28 Februari 2025
21:00 WIB
Peneliti BRIN Nilai Revisi UU TNI Berpotensi Bermasalah
Peneliti BRIN menilai rencana perpanjangan usia pensiun TNI dapat menghambat regenerasi pimpinan militer
Editor: Nofanolo Zagoto
Foto ilustrasi TNI. Antara Foto/Asprilla Dwi Adha
JAKARTA - Peneliti Pusat Riset Politik dari Badan Riset dan Inovasi Nasional (BRIN), Muhamad Haripin menilai, Revisi UU 34 tahun 2004 tentang Tentara Nasional Indonesia (TNI) berpotensi menjadi masalah di kemudian hari. Terutama soal perluasan peran TNI pada jabatan sipil.
"Ada dua permasalahan yang berpotensi mencuat di dalam Revisi UU TNI," ujar Haripin dalam keterangan tertulis, Jumat (28/2).
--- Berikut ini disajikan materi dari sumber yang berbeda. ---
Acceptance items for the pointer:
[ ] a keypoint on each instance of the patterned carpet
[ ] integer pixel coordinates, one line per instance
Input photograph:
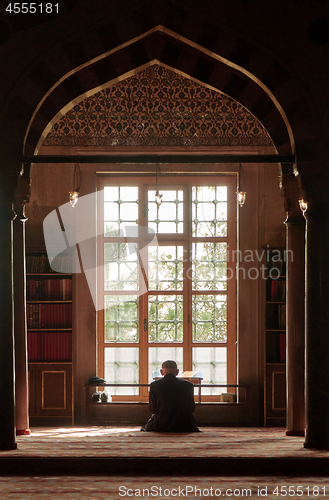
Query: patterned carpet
(90, 488)
(131, 442)
(33, 471)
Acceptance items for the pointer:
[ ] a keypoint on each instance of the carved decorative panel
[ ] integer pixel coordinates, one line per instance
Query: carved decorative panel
(158, 107)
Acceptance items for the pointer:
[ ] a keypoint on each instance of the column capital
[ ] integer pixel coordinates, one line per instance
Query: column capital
(22, 196)
(291, 192)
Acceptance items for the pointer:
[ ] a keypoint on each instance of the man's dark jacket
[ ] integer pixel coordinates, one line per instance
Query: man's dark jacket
(171, 401)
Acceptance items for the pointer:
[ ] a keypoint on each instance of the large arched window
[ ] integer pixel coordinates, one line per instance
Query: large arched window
(166, 279)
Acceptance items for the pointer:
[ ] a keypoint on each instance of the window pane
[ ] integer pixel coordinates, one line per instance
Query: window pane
(121, 318)
(211, 362)
(157, 355)
(120, 209)
(165, 318)
(209, 262)
(122, 367)
(120, 266)
(209, 318)
(209, 211)
(168, 218)
(165, 268)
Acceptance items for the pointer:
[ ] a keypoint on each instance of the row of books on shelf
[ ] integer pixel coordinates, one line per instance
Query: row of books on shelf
(276, 265)
(276, 316)
(276, 290)
(49, 289)
(39, 263)
(49, 315)
(49, 346)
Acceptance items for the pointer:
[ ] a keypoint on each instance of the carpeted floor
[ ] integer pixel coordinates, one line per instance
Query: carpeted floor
(89, 488)
(158, 465)
(131, 442)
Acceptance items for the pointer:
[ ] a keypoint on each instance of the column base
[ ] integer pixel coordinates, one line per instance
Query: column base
(295, 433)
(8, 446)
(23, 432)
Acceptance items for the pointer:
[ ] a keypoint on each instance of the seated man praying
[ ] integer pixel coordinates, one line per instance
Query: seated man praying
(171, 401)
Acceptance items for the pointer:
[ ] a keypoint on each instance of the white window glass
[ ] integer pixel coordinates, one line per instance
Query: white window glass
(168, 217)
(209, 318)
(122, 367)
(209, 211)
(121, 318)
(165, 318)
(165, 267)
(211, 362)
(157, 355)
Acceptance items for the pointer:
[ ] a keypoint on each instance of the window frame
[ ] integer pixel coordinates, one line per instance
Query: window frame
(185, 239)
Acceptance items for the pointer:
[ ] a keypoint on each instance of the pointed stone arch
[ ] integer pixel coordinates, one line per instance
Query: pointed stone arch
(168, 49)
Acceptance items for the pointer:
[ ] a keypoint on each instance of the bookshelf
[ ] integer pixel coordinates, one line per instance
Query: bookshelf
(49, 301)
(275, 339)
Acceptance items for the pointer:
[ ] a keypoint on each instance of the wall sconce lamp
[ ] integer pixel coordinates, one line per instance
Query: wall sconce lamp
(302, 205)
(158, 196)
(240, 194)
(74, 193)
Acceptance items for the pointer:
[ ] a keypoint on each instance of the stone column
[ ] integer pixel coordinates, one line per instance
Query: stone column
(317, 324)
(295, 314)
(7, 406)
(21, 371)
(295, 420)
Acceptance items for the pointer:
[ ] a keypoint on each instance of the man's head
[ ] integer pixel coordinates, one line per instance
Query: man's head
(169, 366)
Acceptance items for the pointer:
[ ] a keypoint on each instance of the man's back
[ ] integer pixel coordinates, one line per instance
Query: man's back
(171, 401)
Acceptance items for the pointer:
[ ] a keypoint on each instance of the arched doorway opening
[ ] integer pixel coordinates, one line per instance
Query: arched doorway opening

Potensi masalah pertama menurutnya terkait proses militerisasi birokrasi sipil dengan perluasan peran TNI dalam urusan non-pertahanan. Posisi itu akan melegitimasi perluasan peran militer dalam urusan non-pertahanan dan operasi militer selain perang.
"Dikhawatirkan akan menghambat meritokrasi birokrasi sipil yang akan berdampak pada penghambatan karir bagi aparatur sipil di kementerian dan lembaga tersebut," jelas Haripin.
Kedua, yaitu soal perpanjangan usia pensiun yang akan memunculkan risiko pada pembengkakan anggaran belanja pegawai dan mengorbankan pos anggaran lain seperti pengadaan, pemeliharaan dan perawatan alutsista.
"Masalah ini juga akan menambah daftar perwira non-job dan mendorong penempatan di lembaga sipil yang berkaitan dengan masalah militerisasi di birokrasi sipil," tuturnya.
Perpanjangan usia pensiun pun dikhawatirkan Haripin akan memunculkan permasalahan lain di internal institusi TNI. Karena perpanjangan usia pensiun dapat menghambat regenerasi pimpinan militer.
"Serta risiko politisasi jabatan bagi pemenuhan kepentingan pemerintah yang berkuasa," tandas Haripin.
DPR RI telah memasukkan Revisi UU TNI ke Program Legislasi Nasional (Prolegnas) Prioritas tahun 2025. Hal ini disetujui dalam Rapat Paripurna DPR RI ke-13 masa persidangan II tahun sidang 2024-2025, Selasa (18/2) di Gedung DPR RI.